Mas a estratégia de Trump parece assentar em dois paradoxos. O primeiro é pensar que Teerão aceita negociar com Washington depois de tudo o que se passou e sobretudo depois do assassinato de Soleimani. O segundo é a tentativa de travar o programa nuclear iraniano depois de o ter “descongelado” ao denunciar o acordo de 2015. Não por acaso, o Irão anunciou esta semana que ia retomar a construção de centrifugadoras e o enriquecimento de urânio.
Embora pudesse ter vulnerabilidades, o acordo negociado pela administração Obama travou, de facto, o programa nuclear iraniano e esse era o objetivo principal. Com inspeções no terreno e garantias de que, pelo menos nos próximos 15 anos, o Irão não avançaria nada na sua concretização, o acordo permitia respirar fundo e afastar um pesadelo por um longo período de tempo. Ao apostar nos moderados do regime, o acordo abria ainda caminho para a integração lenta do Irão na comunidade internacional e para a recuperação da sua economia.

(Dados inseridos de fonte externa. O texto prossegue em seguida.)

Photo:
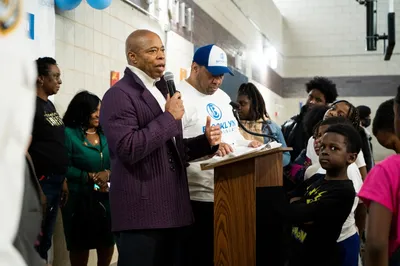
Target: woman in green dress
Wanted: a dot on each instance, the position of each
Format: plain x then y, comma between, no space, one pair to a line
86,216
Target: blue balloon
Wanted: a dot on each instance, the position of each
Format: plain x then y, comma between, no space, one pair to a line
99,4
67,4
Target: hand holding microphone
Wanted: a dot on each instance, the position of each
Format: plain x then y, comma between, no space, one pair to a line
174,104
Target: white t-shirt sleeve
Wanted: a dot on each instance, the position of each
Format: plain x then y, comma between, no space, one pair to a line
310,152
360,161
354,175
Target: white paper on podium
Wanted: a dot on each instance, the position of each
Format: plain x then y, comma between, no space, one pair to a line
241,150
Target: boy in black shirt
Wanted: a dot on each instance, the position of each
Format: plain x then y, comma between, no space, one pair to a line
47,149
321,204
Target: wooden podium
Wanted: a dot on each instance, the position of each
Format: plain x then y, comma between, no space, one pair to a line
235,183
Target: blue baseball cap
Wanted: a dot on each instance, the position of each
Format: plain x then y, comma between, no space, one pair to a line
213,59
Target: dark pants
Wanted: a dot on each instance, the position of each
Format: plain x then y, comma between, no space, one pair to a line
51,187
153,247
201,247
350,250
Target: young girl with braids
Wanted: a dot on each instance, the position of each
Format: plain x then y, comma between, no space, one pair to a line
344,109
254,116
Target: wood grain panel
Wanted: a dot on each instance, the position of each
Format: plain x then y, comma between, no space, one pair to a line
269,170
234,214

Trump denunciou-o argumentando que ele não obrigava o Irão a desistir do seu programa de construção de mísseis balísticos (não nucleares) e da política de apoio a grupos terroristas xiitas, bem como descongelava fundos financeiros iranianos e levantava parte das sanções em vigor. O argumento é verdadeiro, mas não colhe, porquanto um acordo é sempre um compromisso entre duas partes em que ambas têm de ceder alguma coisa para obter um consenso. E além disso porque o objetivo principal do acordo era travar o programa nuclear iraniano e não reverter toda a política externa de Teerão.
Querer misturar num acordo sobre um programa nuclear todas as outras questões sensíveis que envolvem Teerão equivaleria a exigir uma mudança de regime aos ayatolahs, o que seria irrealista e condenaria as negociações ao fracasso. Ou seja, manteria intacto o programa nuclear iraniano. A administração Obama — e as restantes seis potências que assinaram o acordo — deixaram, por isso, de lado o acessório e concentraram-se no essencial. Com sucesso, como se verificou.
Ao pretender incluir todas as outras questões em novas conversações com o Irão, Trump revela que não quer um compromisso entre duas partes, não quer uma negociação mas um diktat, uma rendição de Teerão à sua vontade “imperial”. Na comunicação desta quarta-feira, o presidente voltou a criticar duramente o acordo de 2015, chamou-lhe mesmo “tonto” e queixou-se do dinheiro que entretanto o Irão recebeu por via do descongelamento parcial das sanções. Pareceu, a certa altura, mais uma comunicação para consumo interno, visando atacar os democratas que apoiaram Obama e o acordo pensando nas eleições presidenciais de novembro deste ano.
Após quase duas semanas de ataques militares recíprocos em que cada um ameaçou o outro sobre as mais catastróficas consequências, as hostilidades parecem estar suspensas com cada um dos contendores a salvar a face publicamente e a vangloriar-se da sua atuação bélica.
O que fica então? A mesma situação que tínhamos desde 2018, embora mais extremada. Trump a tentar congelar um programa nuclear que ele próprio “descongelou” ao denunciar o acordo feito por Obama. Teerão a retomar o seu programa nuclear por se sentir desvinculado desse compromisso e mais longe de qualquer hipótese de negociação com o “Grande Satã” americano.
Ou seja, um quadro político em que a ameaça de um Irão nuclear no Médio Oriente se mantém intacta — e até talvez mais provável — o que evidencia o falhanço dissuasor da ação militar e da retórica do presidente americano. E enquanto a dissuasão falhar, o fantasma da guerra não desaparecerá.